Member since: April 27, 2012
On June 12, 2002, the world as I knew it changed. I stepped into my wetsuit, donned my mask, and stuck in my regulator as I took my first plunge into what would turn into a life long pursuit of marine conservation and research. After my first few breaths underwater, I knew I was destined to pursue a career that would enable me to explore ecosystems underneath the ocean and the different aspects of human behavior that influence these places around the world. I have had many interesting adventures in pursuit of my passion for the ocean. I became a dive instructor in Thailand after the tsunami and learned on a personal level the effects of this ecological disaster on local communities. I traveled to Nha Trang, Vietnam in my role as IUCN marine fellow to conduct a site visit to a marine protected area and learned about Vietnamese culture, coastal livelihoods and management of human activities on the ocean. With my masters research in Fiji, I was able to understand the value system and attitudes of Pacific Islanders toward marine resources, which is extremely significant when considering management and mitigation of accidental capture of marine mammals and sea turtles in fisheries. Prior to starting my PhD, I worked in Ceará, Brazil to study habitat preferences of seahorses, and learned that perseverance and patience can never be under-estimated when beginning a research project in a new language (Portuguese) and new culture. These are just several examples of the many different journeys I've had to explore my love for the oceans.
My true passion for the ocean revolves around seahorses. Since my first research into the lives of these unique fish, I have been determined to complete a PhD on seahorse populations in an effort to help with their conservation and management. I am currently a PhD student with Project Seahorse at the University of British Columbia, in Vancouver, Canada, on my way towards accomplishing this goal. My research interests lie in community and population ecology, specifically to address seahorse conservation, threats and management. I am currently working on how to make seahorse trade more sustainable by understanding what seahorses eat, how this enables them to grow and reproduce and if these relationships change in areas with and without fishing.
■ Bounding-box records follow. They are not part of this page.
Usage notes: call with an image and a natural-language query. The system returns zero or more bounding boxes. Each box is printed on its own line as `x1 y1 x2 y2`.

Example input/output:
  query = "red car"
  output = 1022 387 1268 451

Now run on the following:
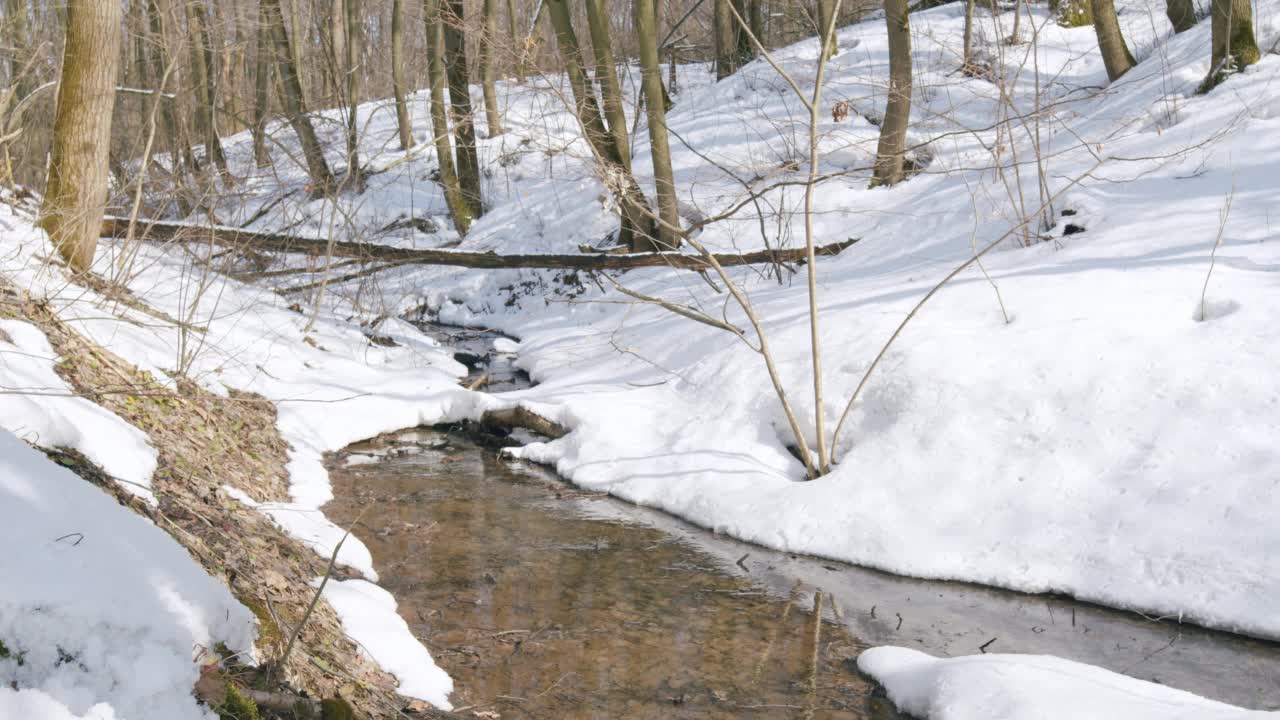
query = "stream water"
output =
325 329 1280 719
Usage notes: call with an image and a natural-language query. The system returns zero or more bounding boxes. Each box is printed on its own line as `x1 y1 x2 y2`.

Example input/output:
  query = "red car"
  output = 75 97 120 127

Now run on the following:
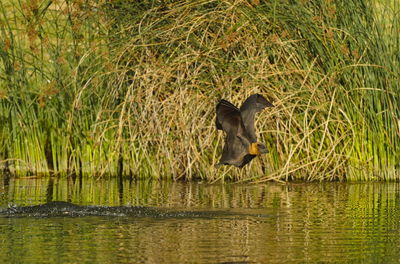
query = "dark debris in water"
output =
0 201 265 218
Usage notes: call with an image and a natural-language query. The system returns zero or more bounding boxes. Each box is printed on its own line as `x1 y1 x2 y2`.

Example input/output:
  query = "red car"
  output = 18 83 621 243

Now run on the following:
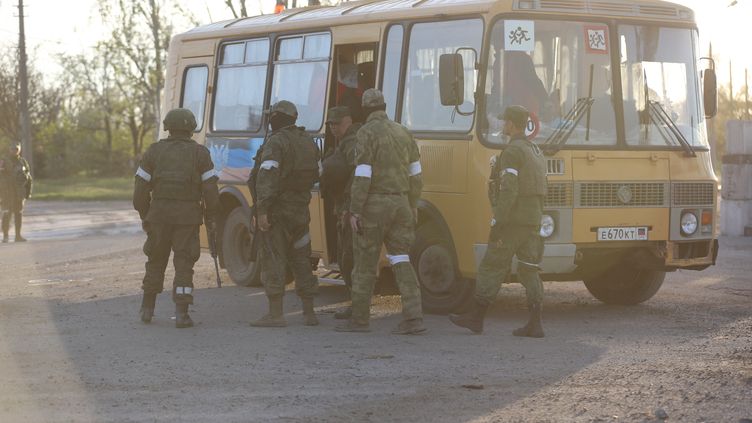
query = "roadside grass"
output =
32 176 133 201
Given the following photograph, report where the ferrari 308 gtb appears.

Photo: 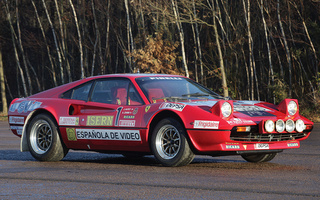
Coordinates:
[8,74,313,166]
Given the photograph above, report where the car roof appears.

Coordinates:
[30,73,184,98]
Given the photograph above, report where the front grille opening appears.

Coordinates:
[230,126,308,142]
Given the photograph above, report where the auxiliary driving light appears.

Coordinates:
[288,101,298,115]
[276,119,286,133]
[296,119,306,133]
[286,119,295,132]
[264,119,274,133]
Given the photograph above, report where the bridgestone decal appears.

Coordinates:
[76,129,141,141]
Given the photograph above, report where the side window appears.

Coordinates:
[128,84,143,105]
[90,79,129,105]
[61,81,93,101]
[71,82,92,101]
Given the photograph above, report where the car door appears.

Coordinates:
[76,78,143,151]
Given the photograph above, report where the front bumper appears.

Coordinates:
[187,130,310,152]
As an avid scuba diver, there is nothing I like better than searching and seeking for seahorses around the globe. After my PhD it is my intention to teach abroad at the university level. I will expand my intellectual contributions to marine conservation, contribute meaningfully to management and policy, and inspire and challenge the next generation of marine resource managers, conservationists and policy makers. The experience I gain in conducting my own research, exploring ideas of resource management with others in a foreign country, and teaching undergraduates will further my journey towards a successful career in academia and conservation.